In her poem "The Secretary Chant," Marge Piercy uses imagery to reveal how female secretaries are dehumanized and objectified. The images in the poem are a series of objects found in an office setting. The speaker describes her hips as a desk and her breasts as ink wells and says she will give birth to a Xerox machine. Women were traditionally confined to child rearing and their bodies used for reproduction, but that process of objectification has been replicated in the workplace, where the speaker is confined to a small space and her body is used to reproduce documents.
The "chains of paper clips" hanging from the speaker's ears and rubber bands that "form [her] hair" represent how her role as secretary first adorns, then penetrates, then merges with her body. The images also suggest the pressure women feel to adorn themselves with jewelry and synthetic hair products to make their appearance pleasing to men, even at the risk of injury or discomfort.

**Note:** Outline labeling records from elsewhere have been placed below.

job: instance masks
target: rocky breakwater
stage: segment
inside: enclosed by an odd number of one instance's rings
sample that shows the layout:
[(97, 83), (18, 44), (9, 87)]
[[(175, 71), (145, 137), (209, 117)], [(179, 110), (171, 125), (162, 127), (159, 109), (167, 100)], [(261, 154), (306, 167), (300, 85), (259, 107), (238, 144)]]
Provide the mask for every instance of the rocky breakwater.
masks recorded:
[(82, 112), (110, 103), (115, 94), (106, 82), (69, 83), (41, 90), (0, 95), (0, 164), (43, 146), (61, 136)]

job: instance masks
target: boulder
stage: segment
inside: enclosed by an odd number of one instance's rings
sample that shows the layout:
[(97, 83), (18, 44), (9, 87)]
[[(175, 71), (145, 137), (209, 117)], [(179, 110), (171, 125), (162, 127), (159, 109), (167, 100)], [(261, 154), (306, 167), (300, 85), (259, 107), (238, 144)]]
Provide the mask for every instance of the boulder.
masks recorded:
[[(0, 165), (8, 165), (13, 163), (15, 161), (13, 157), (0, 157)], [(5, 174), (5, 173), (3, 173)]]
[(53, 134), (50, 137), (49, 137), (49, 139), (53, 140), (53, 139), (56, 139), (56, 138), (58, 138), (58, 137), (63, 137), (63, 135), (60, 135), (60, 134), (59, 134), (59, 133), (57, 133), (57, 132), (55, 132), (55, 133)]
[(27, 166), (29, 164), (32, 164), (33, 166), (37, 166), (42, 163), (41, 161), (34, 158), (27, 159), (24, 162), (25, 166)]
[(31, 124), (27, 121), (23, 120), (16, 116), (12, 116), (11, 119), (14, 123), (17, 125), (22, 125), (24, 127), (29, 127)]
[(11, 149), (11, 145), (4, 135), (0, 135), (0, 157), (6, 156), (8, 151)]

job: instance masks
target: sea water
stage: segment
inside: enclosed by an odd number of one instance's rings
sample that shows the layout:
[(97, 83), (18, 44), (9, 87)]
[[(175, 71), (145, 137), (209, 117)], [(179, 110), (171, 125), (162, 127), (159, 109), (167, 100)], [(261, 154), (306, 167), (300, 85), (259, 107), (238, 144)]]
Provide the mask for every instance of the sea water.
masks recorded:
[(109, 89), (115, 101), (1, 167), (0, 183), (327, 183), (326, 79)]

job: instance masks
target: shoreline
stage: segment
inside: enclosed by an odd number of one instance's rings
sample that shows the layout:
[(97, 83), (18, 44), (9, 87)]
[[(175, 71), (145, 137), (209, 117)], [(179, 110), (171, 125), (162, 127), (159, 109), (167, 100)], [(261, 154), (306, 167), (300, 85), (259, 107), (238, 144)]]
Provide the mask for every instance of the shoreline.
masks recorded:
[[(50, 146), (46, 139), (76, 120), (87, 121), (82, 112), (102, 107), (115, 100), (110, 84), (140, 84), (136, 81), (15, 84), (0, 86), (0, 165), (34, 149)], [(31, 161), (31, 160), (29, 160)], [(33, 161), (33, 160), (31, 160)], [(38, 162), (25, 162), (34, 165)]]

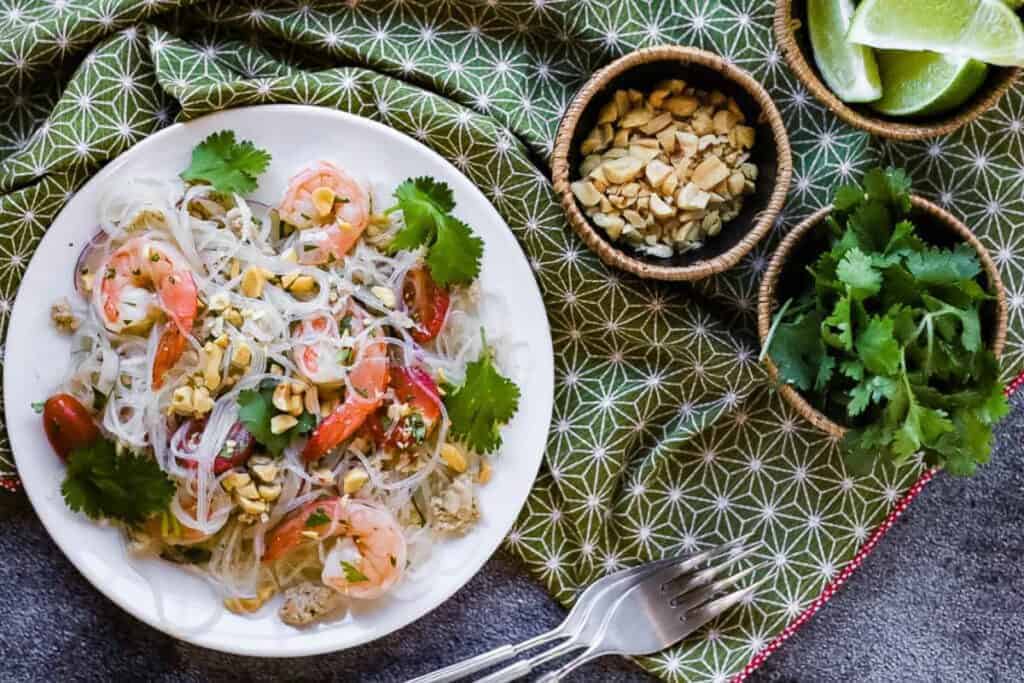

By comparing her head to a "badly organized file" and a "switchboard where crossed lines crackle," the speaker indicates that her thinking has become distorted and she has begun to view herself as an object that is somehow defective. Her ability to speak, express herself, and be heard has also been undermined, as all that comes out of her mouth are "cancelled reams."
Many of the images are visual, but the use of different shapes and textures appeals to the sense of touch, and the poem appeals to the sense of hearing through the use of onomatopeia to describe the sounds the speaker's mechanized body makes: "buzz," "click," "zing," and "tinkle."